Most of the time, those who work with data will have to do some tidying. The first step is to figure out what the variables and observations are. The second step is to resolve one of two common problems: One variable might be spread across multiple columns, and one observation might be scattered across multiple rows. Typically a dataset will only suffer from one of these problems.
To fix these problems, you’ll need the two most important functions in tidyr: pivot_longer() and pivot_wider().
A common problem is a dataset where some of the column names are not names of variables, but values of a variable. Like table4a: the column names 1999 and 2000 represent values of the year variable, the values in the 1999 and 2000 columns represent values of the cases variable, and each row represents two observations, not one.
table4a
## # A tibble: 3 x 3
## country `1999` `2000`
## * <chr> <int> <int>
## 1 Afghanistan 745 2666
## 2 Brazil 37737 80488
## 3 China 212258 213766
To tidy a dataset like this, we need to pivot the offending columns into a new pair of variable. To describe the operation we need three parameters: • The set of columns whose names are values, not variables. In this example, those are the columns 1999 and 2000. • The name of the variable to move the column names to. Here it is year. • The name of the variable to move the column vales to. Here it’s cases.

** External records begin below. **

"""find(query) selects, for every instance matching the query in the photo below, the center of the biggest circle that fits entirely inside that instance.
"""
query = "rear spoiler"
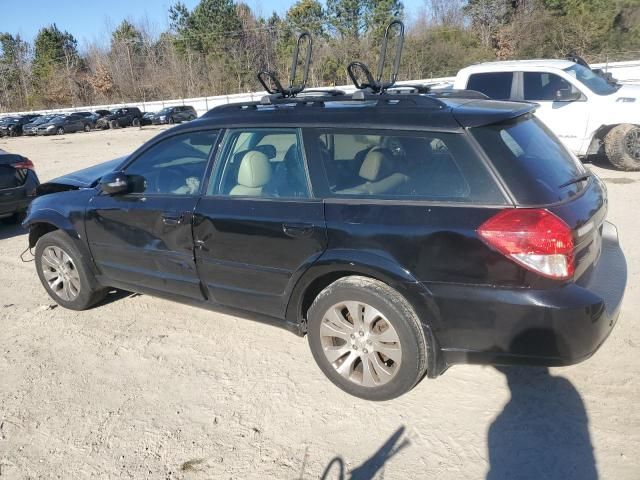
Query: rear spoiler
(480, 113)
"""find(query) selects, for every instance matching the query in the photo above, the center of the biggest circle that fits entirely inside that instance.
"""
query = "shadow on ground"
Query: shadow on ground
(372, 466)
(542, 432)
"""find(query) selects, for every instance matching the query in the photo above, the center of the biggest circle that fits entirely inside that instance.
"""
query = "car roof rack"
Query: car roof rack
(270, 81)
(358, 69)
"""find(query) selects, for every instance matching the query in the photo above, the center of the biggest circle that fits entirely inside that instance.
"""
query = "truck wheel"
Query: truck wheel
(367, 338)
(622, 146)
(64, 273)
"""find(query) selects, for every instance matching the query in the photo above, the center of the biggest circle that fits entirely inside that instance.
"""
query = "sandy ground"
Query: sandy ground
(144, 388)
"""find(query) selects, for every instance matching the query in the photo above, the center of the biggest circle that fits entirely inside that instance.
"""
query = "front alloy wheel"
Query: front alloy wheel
(60, 273)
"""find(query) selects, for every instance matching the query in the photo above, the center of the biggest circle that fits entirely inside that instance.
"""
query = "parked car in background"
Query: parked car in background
(170, 115)
(121, 117)
(147, 118)
(90, 118)
(64, 124)
(586, 109)
(18, 183)
(12, 126)
(31, 128)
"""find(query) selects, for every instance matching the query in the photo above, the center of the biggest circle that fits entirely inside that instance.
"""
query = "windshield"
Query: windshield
(536, 166)
(593, 81)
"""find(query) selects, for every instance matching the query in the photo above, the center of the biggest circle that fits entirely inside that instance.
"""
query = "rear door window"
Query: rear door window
(496, 85)
(434, 166)
(534, 163)
(543, 86)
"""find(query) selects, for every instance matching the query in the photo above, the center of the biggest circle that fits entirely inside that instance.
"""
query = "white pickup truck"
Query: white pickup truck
(589, 113)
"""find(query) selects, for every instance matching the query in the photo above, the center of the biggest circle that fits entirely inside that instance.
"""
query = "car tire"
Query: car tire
(387, 341)
(65, 274)
(622, 146)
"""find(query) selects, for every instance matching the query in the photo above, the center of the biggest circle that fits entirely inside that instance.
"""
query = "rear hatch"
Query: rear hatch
(540, 172)
(11, 177)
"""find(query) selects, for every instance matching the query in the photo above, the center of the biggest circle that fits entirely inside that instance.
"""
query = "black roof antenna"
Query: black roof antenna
(377, 85)
(272, 84)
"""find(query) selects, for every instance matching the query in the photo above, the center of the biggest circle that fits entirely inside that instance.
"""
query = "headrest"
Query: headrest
(255, 170)
(268, 150)
(376, 165)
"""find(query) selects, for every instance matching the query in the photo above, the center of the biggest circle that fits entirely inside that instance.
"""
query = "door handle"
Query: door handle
(298, 230)
(172, 219)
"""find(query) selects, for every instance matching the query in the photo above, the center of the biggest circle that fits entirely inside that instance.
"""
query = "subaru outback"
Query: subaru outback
(401, 233)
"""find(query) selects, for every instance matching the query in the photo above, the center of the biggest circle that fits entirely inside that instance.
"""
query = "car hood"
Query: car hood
(628, 93)
(87, 177)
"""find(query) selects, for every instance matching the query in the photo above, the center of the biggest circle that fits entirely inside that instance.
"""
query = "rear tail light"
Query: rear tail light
(533, 238)
(25, 163)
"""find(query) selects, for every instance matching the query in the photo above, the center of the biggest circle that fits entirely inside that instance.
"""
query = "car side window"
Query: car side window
(434, 166)
(174, 166)
(266, 163)
(496, 85)
(543, 86)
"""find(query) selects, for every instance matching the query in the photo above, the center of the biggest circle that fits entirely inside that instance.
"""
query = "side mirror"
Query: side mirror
(568, 95)
(114, 183)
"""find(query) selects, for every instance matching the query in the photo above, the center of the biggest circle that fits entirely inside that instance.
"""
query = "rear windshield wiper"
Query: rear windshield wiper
(579, 178)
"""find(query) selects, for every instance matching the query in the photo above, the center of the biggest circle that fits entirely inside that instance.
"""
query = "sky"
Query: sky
(90, 21)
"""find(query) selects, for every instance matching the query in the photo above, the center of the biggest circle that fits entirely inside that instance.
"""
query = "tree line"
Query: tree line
(218, 46)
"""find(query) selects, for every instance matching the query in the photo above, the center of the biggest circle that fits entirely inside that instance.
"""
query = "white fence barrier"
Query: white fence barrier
(625, 72)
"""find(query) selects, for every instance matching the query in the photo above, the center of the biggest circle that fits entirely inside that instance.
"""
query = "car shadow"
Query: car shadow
(10, 230)
(115, 295)
(542, 432)
(335, 469)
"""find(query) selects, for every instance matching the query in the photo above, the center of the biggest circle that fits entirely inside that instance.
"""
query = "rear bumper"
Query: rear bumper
(15, 200)
(551, 327)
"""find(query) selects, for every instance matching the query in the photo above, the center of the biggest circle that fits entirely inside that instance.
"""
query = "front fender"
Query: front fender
(60, 211)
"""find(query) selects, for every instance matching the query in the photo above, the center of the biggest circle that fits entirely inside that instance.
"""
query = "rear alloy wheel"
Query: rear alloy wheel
(64, 273)
(367, 339)
(622, 146)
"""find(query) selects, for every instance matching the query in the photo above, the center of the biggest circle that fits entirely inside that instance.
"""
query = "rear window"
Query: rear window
(434, 166)
(496, 85)
(533, 161)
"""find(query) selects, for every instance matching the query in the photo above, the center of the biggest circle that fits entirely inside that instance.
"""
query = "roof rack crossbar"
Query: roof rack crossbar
(360, 96)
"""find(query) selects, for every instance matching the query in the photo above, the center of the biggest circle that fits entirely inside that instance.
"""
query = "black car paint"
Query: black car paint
(13, 126)
(474, 303)
(17, 189)
(124, 117)
(68, 123)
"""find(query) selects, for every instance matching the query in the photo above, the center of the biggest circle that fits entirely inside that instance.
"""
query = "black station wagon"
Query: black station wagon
(402, 233)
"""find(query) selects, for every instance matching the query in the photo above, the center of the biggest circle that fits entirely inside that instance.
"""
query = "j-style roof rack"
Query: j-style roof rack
(272, 84)
(377, 85)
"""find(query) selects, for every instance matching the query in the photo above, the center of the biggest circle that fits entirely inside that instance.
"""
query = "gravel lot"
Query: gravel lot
(144, 388)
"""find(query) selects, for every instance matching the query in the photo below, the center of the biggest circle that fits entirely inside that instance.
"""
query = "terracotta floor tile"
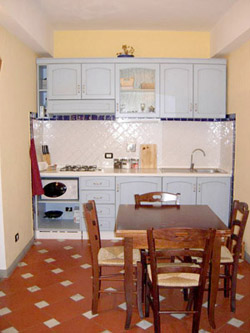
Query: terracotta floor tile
(26, 317)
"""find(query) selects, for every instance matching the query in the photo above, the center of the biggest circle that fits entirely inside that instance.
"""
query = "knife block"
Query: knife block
(46, 158)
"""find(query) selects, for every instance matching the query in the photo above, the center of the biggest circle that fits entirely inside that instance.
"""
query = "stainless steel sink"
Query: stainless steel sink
(195, 170)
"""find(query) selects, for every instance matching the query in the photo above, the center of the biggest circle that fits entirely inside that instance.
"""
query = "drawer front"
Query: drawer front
(100, 197)
(100, 183)
(105, 211)
(107, 224)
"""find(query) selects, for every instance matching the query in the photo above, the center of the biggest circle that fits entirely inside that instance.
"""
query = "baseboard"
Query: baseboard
(247, 257)
(5, 273)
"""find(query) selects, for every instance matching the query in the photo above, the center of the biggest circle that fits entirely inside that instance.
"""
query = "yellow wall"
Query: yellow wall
(17, 98)
(177, 44)
(239, 103)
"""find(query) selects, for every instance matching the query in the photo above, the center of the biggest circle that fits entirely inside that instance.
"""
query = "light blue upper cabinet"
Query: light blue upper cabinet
(137, 90)
(193, 90)
(98, 81)
(209, 91)
(64, 81)
(177, 90)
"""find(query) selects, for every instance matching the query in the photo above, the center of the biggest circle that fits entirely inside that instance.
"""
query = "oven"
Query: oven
(57, 189)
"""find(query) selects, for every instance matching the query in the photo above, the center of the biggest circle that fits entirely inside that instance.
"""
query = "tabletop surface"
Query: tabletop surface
(137, 220)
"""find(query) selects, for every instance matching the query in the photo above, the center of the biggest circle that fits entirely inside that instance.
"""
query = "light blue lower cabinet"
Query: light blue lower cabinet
(212, 191)
(127, 187)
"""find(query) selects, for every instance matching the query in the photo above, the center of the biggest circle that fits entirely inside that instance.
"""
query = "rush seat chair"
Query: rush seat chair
(108, 257)
(230, 253)
(177, 242)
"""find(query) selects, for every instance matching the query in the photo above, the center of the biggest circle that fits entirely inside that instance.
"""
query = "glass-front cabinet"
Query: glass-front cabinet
(137, 93)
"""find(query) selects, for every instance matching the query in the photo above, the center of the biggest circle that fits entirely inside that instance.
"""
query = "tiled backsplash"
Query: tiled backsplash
(85, 142)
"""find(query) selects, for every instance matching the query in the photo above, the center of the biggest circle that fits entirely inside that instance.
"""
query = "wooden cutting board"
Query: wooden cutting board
(148, 156)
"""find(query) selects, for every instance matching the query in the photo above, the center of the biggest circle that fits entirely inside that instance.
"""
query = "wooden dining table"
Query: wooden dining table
(132, 224)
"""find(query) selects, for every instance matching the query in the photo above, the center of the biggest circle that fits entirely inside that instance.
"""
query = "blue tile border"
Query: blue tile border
(229, 117)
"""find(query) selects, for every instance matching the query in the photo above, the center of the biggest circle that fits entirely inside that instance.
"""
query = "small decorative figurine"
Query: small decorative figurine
(128, 51)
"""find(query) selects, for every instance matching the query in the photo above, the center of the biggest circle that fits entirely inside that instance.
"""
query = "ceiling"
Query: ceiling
(179, 15)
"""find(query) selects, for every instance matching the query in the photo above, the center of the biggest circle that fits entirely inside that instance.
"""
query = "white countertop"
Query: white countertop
(175, 172)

Together those parameters generate the call to pivot_longer():
table4a %>%
pivot_longer(c('1999', '2000'), names_to = "year", values_to = "cases")
## # A tibble: 6 x 3
## country year cases
## <chr> <chr> <int>
## 1 Afghanistan 1999 745
## 2 Afghanistan 2000 2666
## 3 Brazil 1999 37737
## 4 Brazil 2000 80488
## 5 China 1999 212258
## 6 China 2000 213766
pivot_longer() makes datasets longer by increasing the number of rows and decreasing the number of columns.

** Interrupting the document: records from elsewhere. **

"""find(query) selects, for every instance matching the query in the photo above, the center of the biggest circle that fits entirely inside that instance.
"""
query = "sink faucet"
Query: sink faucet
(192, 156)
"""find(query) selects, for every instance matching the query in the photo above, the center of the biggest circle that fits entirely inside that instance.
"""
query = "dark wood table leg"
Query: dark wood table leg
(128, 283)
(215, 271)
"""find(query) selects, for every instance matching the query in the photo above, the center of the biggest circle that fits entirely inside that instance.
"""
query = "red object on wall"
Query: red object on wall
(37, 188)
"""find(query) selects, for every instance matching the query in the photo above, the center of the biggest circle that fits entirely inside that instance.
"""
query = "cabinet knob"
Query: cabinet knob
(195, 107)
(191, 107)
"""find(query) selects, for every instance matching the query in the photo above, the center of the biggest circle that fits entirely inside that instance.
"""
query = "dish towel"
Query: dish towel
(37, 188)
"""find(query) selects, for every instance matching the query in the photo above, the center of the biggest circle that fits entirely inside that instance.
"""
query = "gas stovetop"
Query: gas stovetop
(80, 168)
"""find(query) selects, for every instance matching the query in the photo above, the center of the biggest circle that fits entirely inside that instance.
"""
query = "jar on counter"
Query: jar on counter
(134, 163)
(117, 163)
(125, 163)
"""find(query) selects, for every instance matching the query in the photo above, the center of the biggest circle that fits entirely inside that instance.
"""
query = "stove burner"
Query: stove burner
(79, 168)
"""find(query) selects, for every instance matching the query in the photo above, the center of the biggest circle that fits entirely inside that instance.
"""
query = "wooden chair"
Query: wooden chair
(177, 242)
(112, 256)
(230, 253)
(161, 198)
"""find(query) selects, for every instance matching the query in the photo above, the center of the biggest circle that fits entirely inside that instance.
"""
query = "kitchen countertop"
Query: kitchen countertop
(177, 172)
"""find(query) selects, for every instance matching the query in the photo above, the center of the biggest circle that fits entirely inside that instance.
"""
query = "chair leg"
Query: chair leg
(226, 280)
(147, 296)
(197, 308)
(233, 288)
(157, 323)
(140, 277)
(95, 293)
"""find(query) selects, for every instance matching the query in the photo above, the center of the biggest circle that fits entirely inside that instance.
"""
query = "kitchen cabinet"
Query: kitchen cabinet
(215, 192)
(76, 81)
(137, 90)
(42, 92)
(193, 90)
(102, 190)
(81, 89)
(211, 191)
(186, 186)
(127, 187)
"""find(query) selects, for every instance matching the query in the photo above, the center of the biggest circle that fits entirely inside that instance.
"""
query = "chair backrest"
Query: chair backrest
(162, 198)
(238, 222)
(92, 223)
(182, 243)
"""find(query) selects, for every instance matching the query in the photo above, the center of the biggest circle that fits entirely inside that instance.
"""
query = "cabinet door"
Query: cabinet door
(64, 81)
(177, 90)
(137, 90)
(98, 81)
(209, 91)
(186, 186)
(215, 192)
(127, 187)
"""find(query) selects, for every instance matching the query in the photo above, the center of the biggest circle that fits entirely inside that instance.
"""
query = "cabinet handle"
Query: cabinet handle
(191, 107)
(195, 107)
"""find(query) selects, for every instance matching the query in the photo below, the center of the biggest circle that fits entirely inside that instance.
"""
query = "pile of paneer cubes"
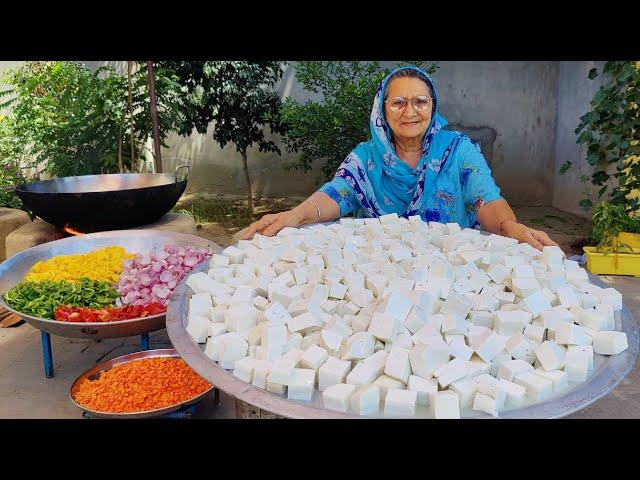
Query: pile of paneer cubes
(388, 314)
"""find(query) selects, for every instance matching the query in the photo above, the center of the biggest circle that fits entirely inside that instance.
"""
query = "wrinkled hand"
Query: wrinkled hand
(524, 234)
(271, 224)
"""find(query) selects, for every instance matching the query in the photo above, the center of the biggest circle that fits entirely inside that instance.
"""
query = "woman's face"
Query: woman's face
(407, 124)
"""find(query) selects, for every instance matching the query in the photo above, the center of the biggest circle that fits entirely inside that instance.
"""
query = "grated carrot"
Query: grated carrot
(141, 385)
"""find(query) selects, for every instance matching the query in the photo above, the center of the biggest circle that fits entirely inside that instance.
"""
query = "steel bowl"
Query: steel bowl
(134, 241)
(95, 372)
(608, 372)
(92, 203)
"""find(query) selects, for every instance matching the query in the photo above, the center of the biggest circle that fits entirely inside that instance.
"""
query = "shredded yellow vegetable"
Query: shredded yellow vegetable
(104, 265)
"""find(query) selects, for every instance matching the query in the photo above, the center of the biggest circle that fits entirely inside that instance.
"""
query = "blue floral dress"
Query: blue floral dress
(450, 182)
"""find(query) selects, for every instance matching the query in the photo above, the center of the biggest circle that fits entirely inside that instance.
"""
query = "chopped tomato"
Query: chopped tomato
(108, 314)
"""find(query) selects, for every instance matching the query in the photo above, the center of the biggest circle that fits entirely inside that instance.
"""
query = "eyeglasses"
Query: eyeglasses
(421, 103)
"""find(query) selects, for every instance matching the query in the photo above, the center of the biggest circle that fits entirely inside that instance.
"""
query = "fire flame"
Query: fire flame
(71, 231)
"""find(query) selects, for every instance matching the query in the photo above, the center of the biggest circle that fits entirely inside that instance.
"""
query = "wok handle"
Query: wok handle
(178, 169)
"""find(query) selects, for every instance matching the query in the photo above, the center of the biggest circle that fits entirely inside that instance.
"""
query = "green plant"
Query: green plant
(610, 131)
(609, 219)
(333, 126)
(72, 121)
(238, 97)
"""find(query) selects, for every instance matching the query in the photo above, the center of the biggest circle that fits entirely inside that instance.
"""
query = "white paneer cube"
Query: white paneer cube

We can use pivot_longer() to tidy table4b in a similar fashion:
table4b %>%
pivot_longer(c('1999','2000'), names_to = "year", values_to = "population")
## # A tibble: 6 x 3
## country year population
## <chr> <chr> <int>
## 1 Afghanistan 1999 19987071
## 2 Afghanistan 2000 20595360
## 3 Brazil 1999 172006362
## 4 Brazil 2000 174504898
## 5 China 1999 1272915272
## 6 China 2000 1280428583
To combine the tidied versions of table4a and table4b into a single tibble, we need to use dplyr::left_join().
tidy4A <- table4a %>%
pivot_longer(c('1999', '2000'), names_to = "year", values_to = "cases")
tidy4B <- table4b %>%
pivot_longer(c('1999','2000'), names_to = "year", values_to = "population")
left_join(tidy4A, tidy4B)
## Joining, by = c("country", "year")
## # A tibble: 6 x 4
## country year cases population
## <chr> <chr> <int> <int>
## 1 Afghanistan 1999 745 19987071
## 2 Afghanistan 2000 2666 20595360
## 3 Brazil 1999 37737 172006362
## 4 Brazil 2000 80488 174504898
## 5 China 1999 212258 1272915272
## 6 China 2000 213766 1280428583
This is definitely easier to accomplish than the first exercise I did.

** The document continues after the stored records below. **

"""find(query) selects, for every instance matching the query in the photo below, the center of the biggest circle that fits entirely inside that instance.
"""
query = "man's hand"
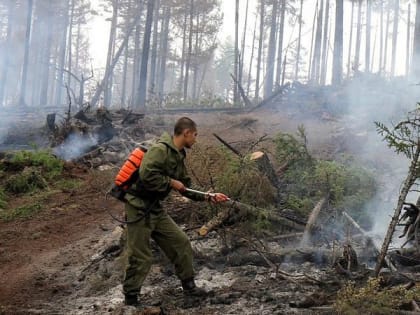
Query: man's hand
(217, 197)
(177, 185)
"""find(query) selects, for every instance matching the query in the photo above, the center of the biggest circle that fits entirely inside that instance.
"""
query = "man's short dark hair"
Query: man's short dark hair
(182, 124)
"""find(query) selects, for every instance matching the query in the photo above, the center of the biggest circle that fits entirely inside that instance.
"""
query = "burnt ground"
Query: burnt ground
(60, 261)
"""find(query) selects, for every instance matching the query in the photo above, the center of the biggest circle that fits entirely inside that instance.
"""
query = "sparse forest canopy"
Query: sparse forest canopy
(185, 52)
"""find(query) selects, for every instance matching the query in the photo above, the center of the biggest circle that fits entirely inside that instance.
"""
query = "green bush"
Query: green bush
(29, 180)
(371, 299)
(22, 212)
(51, 166)
(3, 199)
(68, 184)
(241, 180)
(307, 179)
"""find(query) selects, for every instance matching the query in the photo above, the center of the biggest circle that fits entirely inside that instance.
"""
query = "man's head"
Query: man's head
(185, 132)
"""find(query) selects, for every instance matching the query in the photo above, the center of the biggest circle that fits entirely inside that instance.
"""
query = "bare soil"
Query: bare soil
(41, 258)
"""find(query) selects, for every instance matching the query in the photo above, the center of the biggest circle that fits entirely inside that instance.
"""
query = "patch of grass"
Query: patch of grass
(3, 199)
(68, 184)
(372, 299)
(29, 180)
(50, 165)
(23, 212)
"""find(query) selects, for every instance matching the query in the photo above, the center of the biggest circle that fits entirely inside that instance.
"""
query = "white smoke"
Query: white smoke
(75, 145)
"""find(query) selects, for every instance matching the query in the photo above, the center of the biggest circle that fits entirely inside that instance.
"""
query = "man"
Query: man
(161, 170)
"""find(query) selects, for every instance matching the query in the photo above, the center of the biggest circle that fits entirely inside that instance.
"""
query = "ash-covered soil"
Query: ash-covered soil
(68, 259)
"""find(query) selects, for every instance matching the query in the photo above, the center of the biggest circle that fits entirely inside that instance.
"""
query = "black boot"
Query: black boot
(190, 289)
(131, 300)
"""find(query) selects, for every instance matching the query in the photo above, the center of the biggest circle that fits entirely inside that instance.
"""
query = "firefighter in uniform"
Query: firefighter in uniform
(161, 170)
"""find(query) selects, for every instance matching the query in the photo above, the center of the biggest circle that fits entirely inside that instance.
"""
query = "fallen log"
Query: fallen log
(310, 226)
(369, 239)
(235, 210)
(266, 168)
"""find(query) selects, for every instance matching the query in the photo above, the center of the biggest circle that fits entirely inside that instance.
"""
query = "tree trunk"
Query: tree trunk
(184, 45)
(251, 59)
(43, 99)
(5, 64)
(388, 21)
(299, 40)
(69, 42)
(236, 61)
(62, 57)
(153, 56)
(280, 42)
(312, 41)
(368, 25)
(136, 62)
(260, 44)
(26, 54)
(111, 47)
(395, 36)
(409, 181)
(324, 44)
(195, 65)
(241, 61)
(407, 54)
(164, 51)
(110, 69)
(317, 48)
(415, 65)
(271, 54)
(350, 41)
(338, 43)
(124, 77)
(188, 61)
(141, 92)
(381, 36)
(358, 37)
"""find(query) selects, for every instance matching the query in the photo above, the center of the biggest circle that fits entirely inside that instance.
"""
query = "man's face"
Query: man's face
(190, 136)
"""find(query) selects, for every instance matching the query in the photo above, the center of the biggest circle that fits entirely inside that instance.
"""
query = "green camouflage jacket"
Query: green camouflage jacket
(162, 162)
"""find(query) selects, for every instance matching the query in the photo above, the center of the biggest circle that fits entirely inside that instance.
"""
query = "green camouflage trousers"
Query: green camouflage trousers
(167, 234)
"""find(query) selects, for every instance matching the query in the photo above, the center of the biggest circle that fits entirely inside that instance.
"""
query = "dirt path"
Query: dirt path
(38, 256)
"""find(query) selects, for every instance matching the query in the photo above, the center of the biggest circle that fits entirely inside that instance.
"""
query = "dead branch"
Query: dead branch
(247, 102)
(236, 210)
(228, 146)
(306, 238)
(368, 238)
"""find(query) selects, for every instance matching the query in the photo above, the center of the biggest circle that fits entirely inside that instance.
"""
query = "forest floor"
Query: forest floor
(54, 262)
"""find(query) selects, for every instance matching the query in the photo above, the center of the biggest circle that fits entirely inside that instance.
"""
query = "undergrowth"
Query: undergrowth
(372, 299)
(30, 179)
(306, 179)
(51, 166)
(23, 212)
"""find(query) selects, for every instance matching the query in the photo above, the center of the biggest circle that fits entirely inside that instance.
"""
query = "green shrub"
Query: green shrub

pivot_wider() is the opposite of pivot_longer(). You use it when an observation is scattered across multiple rows. For example, take table2: an observation is a country in a year, but each observation is spread across two rows.
table2
## # A tibble: 12 x 4
## country year type count
## <chr> <int> <chr> <int>
## 1 Afghanistan 1999 cases 745
## 2 Afghanistan 1999 population 19987071
## 3 Afghanistan 2000 cases 2666
## 4 Afghanistan 2000 population 20595360
## 5 Brazil 1999 cases 37737
## 6 Brazil 1999 population 172006362
## 7 Brazil 2000 cases 80488
## 8 Brazil 2000 population 174504898
## 9 China 1999 cases 212258
## 10 China 1999 population 1272915272
## 11 China 2000 cases 213766
## 12 China 2000 population 1280428583
We only need two parameters this time: • The column to take variable names from. Here, it’s type. • The column to take values form. Here it’s count. Then we can use pivot_wider(), as shown below:
table2 %>%
pivot_wider(names_from = type, values_from = count)
## # A tibble: 6 x 4
## country year cases population
## <chr> <int> <int> <int>
## 1 Afghanistan 1999 745 19987071
## 2 Afghanistan 2000 2666 20595360
## 3 Brazil 1999 37737 172006362
## 4 Brazil 2000 80488 174504898
## 5 China 1999 212258 1272915272
## 6 China 2000 213766 1280428583
pivot_longer() and pivot_wider() not perfectly symmetrical?Carefully consider the following example:
stocks <- tibble(
year = c(2015, 2015, 2016, 2016),
half = c( 1, 2, 1, 2),
return = c(1.88, 0.59, 0.92, 0.17)
)
stocks
## # A tibble: 4 x 3
## year half return
## <dbl> <dbl> <dbl>
## 1 2015 1 1.88
## 2 2015 2 0.59
## 3 2016 1 0.92
## 4 2016 2 0.17
Below is pivot_wider()
stocks %>%
pivot_wider(names_from = year, values_from = return)
## # A tibble: 2 x 3
## half `2015` `2016`
## <dbl> <dbl> <dbl>
## 1 1 1.88 0.92
## 2 2 0.59 0.17
We then use pivot_wider() followed by pivot_longer()
stocks %>%
pivot_wider(names_from = year, values_from = return) %>%
pivot_longer(`2015`:`2016`, names_to = "year", values_to = "return")
## # A tibble: 4 x 3
## half year return
## <dbl> <chr> <dbl>
## 1 1 2015 1.88
## 2 1 2016 0.92
## 3 2 2015 0.59
## 4 2 2016 0.17
The tibble is in tidy form. However, the tibble is not quite the same as the original tibble. The difference is the change in double to character vector form in the year column/variable. In order to maintain the tibble and have the column in double vector form, we need to use the names_ptype = list(year = double()).
stocks %>%
pivot_wider(names_from = year, values_from = return) %>%
pivot_longer(`2015`:`2016`, names_to = "year", values_to = "return",
names_ptypes = list(year = double()))
## # A tibble: 4 x 3
## half year return
## <dbl> <dbl> <dbl>
## 1 1 2015 1.88
## 2 1 2016 0.92
## 3 2 2015 0.59
## 4 2 2016 0.17
The tibble now have the appropriate vectors.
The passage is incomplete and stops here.